In August 2015, the company believed that both massive and unneeded capital projects would end up being billed to ratepayers, no matter how much they cost, thanks to friendly regulators.

Kemper was supposed to be commercially operational by May 2014, but the company apparently believed that it was only a matter of time before they could get the lignite plant running and saddle ratepayers with a massive bill.

When the AGL deal was announced on August 24, the company had already reported five cost increases for Kemper in the form of filings with the U.S. Securities and Exchange Commission.

Now that regulators have ruled in favor of ratepayers in Mississippi, the Southern Company needs some cash to cover its losses.

Vogtle will cost more than $24 billion, while the company has already written off $6.1 billion in costs on Kemper.
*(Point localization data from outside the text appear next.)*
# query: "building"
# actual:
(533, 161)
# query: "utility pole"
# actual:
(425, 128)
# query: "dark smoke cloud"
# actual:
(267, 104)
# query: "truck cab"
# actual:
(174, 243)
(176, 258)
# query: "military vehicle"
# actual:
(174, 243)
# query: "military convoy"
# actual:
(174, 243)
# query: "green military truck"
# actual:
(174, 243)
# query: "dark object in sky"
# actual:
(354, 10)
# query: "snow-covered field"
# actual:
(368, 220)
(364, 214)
Ironically, the clean coal plant will operate as a natural gas plant that Mississippi Power told regulators would not be as cost-efficient as a lignite plant.

The Southern Company has been shedding assets since October, when it sold two New Jersey-based natural gas distribution companies acquired in the AGL deal for $1.7 billion.
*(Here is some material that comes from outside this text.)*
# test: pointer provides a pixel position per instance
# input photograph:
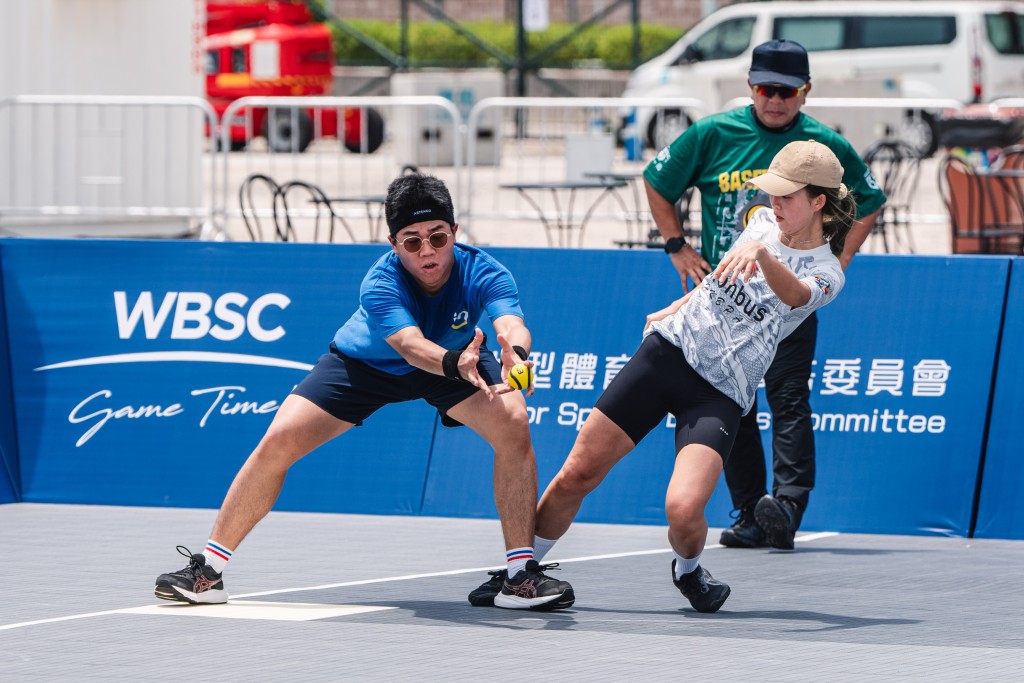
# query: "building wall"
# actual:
(101, 47)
This week, the company sold its northwest Florida subsidiary Gulf Power, a large natural gas distribution company that serves 185,000 customers in South Florida and its shares in a pair of Florida power plants to NextEra Energy for $6.4 billion, which includes $1.4 billion in Gulf Power debt. Southern also sold 33 percent of its shares in its solar portfolio to Global Atlantic Financial Group Limited for $1.175 billion.

The sale of those assets add up to $9.275 billion, enough to cover the $4.1 billion in after-tax losses on Kemper and help with the Vogtle project. After the two natural gas deals, the Southern Company only retains four of the seven natural gas companies that made up AGL.

And they might not be done. Southern Company CEO Thomas Fanning said Monday that “If we can improve shareholder prospects by value-enhancing sales, we’ll certainly consider it.”

This could include Mississippi Power, which is Southern’s smallest utility, both in terms of service area (23 counties in Mississippi) and rate base (about 186,000 customers). According to slides presented during a call with investors, Mississippi Power has only $600 million in long-term debt, the least among the company’s three remaining utilities.

It’d be the ultimate irony that two capital projects designed to soak ratepayers thanks to the regulated monopoly model and a guaranteed rate of return on capital ended up being the reasons why the Southern Company was forced to shrink its massive footprint to keep afloat.

The whole affair shows that the regulated monopoly model with mandated rates of return on capital only encourages more costly power plant solutions as a perverse incentive. In a future that’s moving in the direction of smaller and more efficient, it’s a dinosaur of a regulatory model that has had its day.